The concept of matrix multiplication plays a key role in mathematics and is widely applicable to both real-life situations and exam scenarios. Whether you're studying for boards or preparing for competitive exams like JEE, knowing how to multiply matrices accurately will make solving linear equations, transformations, and data calculations far easier.
What Is Matrix Multiplication?
Matrix multiplication is a special mathematical operation where two matrices are combined to produce a new matrix by multiplying rows of the first matrix with columns of the second. This process is guided by specific rules based on matrix size and order. You’ll find this concept applied in areas such as algebra, computer science, and physics.
Key Formula for Matrix Multiplication
Here’s the standard formula: If \( A \) is an \( m \times n \) matrix and \( B \) is an \( n \times p \) matrix, then their product \( AB \) is an \( m \times p \) matrix. Each entry in the product is found by:
\( (AB)_{ij} = \sum_{k=1}^{n} A_{ik} \times B_{kj} \)
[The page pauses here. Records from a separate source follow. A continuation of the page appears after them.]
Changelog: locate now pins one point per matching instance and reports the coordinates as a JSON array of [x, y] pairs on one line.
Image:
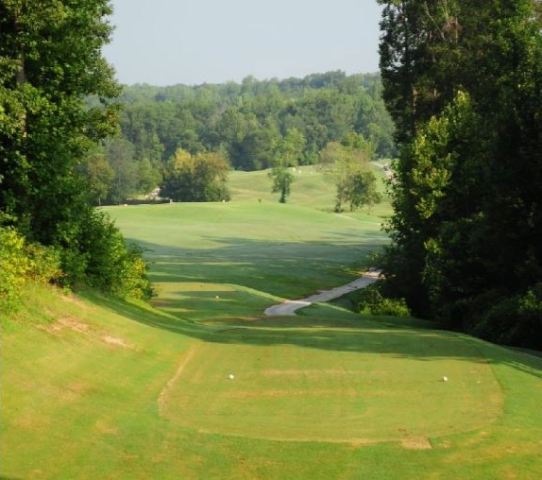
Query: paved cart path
[[289, 307]]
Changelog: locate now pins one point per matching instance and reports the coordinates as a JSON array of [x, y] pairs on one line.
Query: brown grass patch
[[416, 443], [241, 394], [64, 323], [117, 342]]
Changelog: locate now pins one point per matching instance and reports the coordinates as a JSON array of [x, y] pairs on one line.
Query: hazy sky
[[164, 42]]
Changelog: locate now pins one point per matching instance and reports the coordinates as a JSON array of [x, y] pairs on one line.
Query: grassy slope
[[94, 388]]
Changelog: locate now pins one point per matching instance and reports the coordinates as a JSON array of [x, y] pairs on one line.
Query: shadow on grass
[[351, 333], [282, 268]]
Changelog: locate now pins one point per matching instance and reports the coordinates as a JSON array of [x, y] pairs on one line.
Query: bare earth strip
[[289, 307], [171, 382]]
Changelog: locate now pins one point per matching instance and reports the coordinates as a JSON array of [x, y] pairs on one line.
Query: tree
[[98, 174], [51, 59], [196, 178], [349, 168], [282, 181], [467, 230]]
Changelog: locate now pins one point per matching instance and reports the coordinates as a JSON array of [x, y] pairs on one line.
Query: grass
[[98, 388]]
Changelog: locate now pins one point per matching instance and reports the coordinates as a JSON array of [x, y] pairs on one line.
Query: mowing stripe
[[169, 385]]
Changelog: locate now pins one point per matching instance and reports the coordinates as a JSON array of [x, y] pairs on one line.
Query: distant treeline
[[247, 123]]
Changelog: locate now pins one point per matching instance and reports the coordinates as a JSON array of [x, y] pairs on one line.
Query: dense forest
[[463, 83], [251, 125], [50, 62]]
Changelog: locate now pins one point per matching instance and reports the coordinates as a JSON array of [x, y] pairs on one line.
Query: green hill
[[98, 388], [310, 188]]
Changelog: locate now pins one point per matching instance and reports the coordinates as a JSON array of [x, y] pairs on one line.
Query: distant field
[[99, 389], [310, 188]]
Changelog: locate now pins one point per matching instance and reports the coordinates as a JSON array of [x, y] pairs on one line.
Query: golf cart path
[[289, 307]]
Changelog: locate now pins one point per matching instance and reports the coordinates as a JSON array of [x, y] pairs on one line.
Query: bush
[[111, 264], [372, 302], [515, 320], [21, 261], [14, 265]]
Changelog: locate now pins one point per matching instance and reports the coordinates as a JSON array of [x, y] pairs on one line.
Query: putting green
[[285, 391]]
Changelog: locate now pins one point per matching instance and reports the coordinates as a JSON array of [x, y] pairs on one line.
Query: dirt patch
[[105, 428], [242, 394], [64, 323], [308, 373], [162, 398], [74, 391], [416, 443], [117, 342]]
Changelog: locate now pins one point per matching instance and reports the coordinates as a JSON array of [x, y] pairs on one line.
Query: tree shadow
[[323, 330], [282, 268]]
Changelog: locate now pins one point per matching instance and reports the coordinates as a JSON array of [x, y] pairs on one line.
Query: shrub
[[111, 264], [515, 320], [21, 261], [14, 265], [372, 302]]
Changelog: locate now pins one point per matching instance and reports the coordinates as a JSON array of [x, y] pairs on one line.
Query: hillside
[[96, 388]]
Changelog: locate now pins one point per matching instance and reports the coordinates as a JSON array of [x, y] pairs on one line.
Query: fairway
[[283, 390], [202, 385]]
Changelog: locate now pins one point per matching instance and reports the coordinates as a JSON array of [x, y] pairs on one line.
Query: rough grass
[[96, 388]]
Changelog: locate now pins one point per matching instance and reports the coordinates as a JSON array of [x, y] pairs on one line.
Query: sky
[[166, 42]]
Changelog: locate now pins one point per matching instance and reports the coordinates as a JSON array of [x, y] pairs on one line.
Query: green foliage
[[196, 178], [466, 189], [112, 265], [282, 182], [253, 121], [21, 262], [515, 320], [51, 60], [348, 166], [372, 302]]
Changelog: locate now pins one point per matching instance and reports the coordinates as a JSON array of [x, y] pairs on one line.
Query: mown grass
[[98, 388]]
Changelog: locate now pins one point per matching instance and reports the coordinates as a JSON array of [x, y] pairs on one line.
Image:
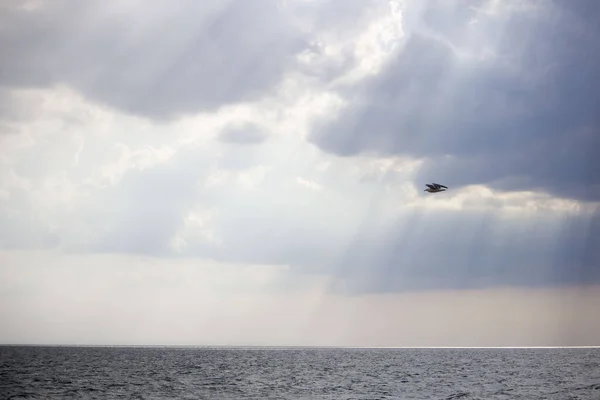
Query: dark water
[[257, 373]]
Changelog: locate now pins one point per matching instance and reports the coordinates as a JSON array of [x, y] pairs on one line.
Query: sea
[[35, 372]]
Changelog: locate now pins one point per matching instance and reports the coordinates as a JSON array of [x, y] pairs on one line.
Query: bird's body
[[435, 188]]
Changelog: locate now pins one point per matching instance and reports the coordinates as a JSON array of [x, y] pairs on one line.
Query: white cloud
[[225, 211]]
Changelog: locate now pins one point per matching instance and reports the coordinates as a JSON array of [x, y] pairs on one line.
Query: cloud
[[246, 134], [501, 94], [88, 169], [159, 61]]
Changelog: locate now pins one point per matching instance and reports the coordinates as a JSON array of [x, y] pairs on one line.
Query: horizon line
[[240, 346]]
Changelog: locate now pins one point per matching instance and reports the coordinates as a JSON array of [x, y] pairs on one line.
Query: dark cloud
[[524, 116], [157, 61]]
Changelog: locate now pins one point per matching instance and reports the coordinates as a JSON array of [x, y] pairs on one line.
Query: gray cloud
[[157, 61], [467, 251], [523, 117], [246, 134]]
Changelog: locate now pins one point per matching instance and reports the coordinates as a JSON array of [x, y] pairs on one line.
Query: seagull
[[435, 188]]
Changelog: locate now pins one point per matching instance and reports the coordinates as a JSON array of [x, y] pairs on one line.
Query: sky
[[229, 172]]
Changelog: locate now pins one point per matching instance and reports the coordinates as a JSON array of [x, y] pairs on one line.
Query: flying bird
[[435, 188]]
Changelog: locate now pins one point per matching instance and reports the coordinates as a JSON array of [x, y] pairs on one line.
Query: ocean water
[[297, 373]]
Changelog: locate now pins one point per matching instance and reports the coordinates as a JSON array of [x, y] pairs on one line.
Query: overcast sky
[[232, 172]]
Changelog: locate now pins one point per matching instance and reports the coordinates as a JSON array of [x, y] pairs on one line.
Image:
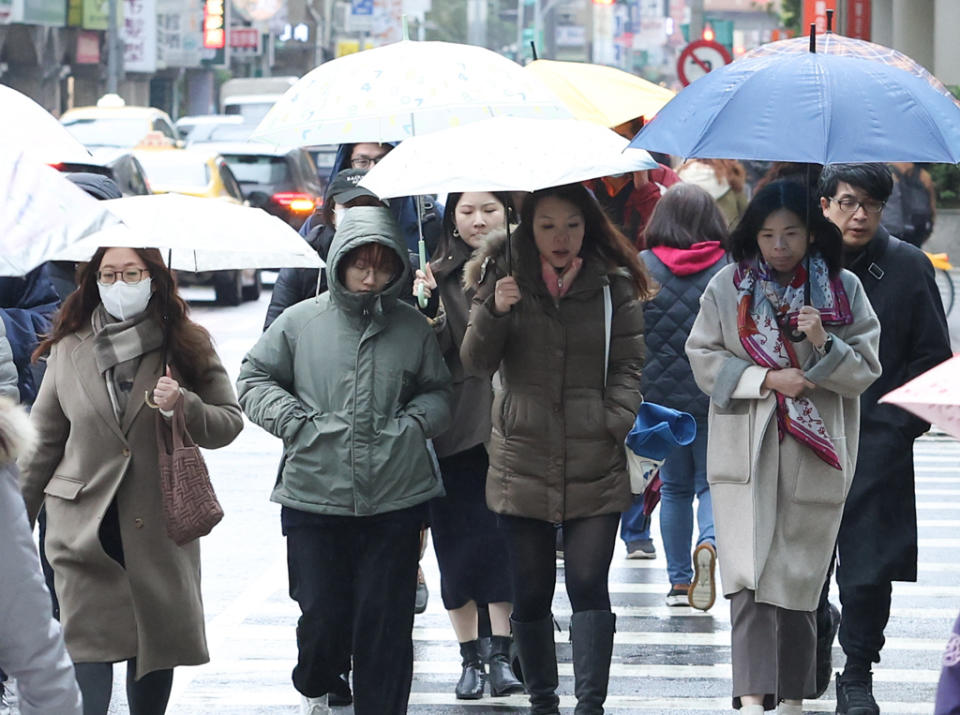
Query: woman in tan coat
[[127, 591], [784, 344], [559, 420]]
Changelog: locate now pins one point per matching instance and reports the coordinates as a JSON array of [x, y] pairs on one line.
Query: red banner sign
[[858, 19], [815, 11]]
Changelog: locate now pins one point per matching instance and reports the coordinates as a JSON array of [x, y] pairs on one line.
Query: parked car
[[119, 164], [114, 124], [204, 174], [282, 182]]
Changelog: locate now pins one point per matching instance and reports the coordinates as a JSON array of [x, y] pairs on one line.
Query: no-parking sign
[[700, 57]]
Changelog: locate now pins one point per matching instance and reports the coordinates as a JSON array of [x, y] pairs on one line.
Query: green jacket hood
[[362, 225]]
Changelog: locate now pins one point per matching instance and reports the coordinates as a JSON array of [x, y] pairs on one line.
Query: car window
[[182, 173], [258, 169], [229, 181], [109, 131]]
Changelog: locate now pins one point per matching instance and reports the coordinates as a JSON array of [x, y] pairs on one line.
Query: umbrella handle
[[421, 298]]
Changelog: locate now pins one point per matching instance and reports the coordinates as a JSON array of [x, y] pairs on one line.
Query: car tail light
[[295, 201]]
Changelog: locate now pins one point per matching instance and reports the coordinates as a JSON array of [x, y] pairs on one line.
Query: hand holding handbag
[[190, 507]]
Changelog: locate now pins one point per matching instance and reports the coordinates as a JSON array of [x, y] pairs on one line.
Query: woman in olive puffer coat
[[559, 420]]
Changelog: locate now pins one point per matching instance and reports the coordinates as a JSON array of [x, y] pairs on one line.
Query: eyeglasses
[[130, 276], [364, 162], [850, 205]]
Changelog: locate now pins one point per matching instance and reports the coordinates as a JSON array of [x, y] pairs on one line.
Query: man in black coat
[[877, 543]]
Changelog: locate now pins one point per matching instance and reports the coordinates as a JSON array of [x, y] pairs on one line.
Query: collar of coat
[[17, 435], [526, 267]]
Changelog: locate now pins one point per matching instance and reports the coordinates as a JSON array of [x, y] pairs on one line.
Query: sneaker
[[855, 695], [423, 594], [678, 595], [703, 590], [314, 706], [825, 637], [641, 549]]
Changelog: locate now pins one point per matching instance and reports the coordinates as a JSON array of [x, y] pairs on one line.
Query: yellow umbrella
[[600, 94]]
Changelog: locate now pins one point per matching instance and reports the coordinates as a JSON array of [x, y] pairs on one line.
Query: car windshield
[[110, 131], [258, 169], [174, 171]]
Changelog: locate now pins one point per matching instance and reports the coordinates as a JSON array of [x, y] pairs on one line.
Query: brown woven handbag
[[190, 507]]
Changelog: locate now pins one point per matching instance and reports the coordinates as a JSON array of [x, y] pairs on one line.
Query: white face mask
[[124, 300]]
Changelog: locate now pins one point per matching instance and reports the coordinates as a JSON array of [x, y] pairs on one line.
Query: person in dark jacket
[[296, 284], [686, 237], [470, 545], [358, 473], [559, 420], [877, 543], [27, 306]]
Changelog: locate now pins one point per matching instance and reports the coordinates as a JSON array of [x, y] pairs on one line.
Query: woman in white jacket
[[31, 644]]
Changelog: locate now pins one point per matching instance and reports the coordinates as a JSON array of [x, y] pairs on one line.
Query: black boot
[[592, 634], [502, 680], [538, 660], [470, 686]]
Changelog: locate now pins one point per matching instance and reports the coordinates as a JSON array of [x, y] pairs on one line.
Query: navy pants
[[355, 579]]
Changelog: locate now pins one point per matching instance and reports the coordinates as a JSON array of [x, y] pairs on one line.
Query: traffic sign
[[700, 57]]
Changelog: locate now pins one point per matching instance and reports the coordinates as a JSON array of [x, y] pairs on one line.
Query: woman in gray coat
[[784, 344]]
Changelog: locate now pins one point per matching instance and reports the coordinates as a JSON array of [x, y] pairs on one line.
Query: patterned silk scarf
[[761, 310]]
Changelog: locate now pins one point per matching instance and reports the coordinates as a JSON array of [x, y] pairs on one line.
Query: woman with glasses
[[127, 591], [784, 343]]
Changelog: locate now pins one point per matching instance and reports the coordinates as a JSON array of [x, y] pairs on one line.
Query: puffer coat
[[556, 446], [354, 384]]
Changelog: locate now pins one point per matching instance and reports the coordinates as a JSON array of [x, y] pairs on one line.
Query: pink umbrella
[[933, 396]]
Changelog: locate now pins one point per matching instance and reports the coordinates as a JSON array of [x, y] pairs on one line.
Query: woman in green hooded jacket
[[354, 384]]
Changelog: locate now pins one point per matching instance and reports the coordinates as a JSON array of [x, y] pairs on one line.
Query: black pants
[[587, 551], [864, 616], [147, 696], [355, 579]]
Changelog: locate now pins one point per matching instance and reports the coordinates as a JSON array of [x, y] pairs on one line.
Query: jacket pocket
[[818, 482], [730, 444], [64, 487]]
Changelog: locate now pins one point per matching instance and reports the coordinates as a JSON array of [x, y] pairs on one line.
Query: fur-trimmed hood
[[17, 435]]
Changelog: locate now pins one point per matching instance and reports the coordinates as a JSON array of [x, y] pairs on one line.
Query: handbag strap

This means: multiply elements across the row of the first matrix with the matching column of the second and add up the results.
Cross-Disciplinary Usage
Matrix multiplication is not only useful in Maths but also plays an important role in Physics, Computer Science, and daily logical reasoning. It can represent transformations, solve systems of equations, model population growth, and is fundamental for programming and algorithms. Students preparing for JEE, NEET, or CBSE boards will see its relevance in various questions — especially those involving vectors, transformations, and advanced algebra.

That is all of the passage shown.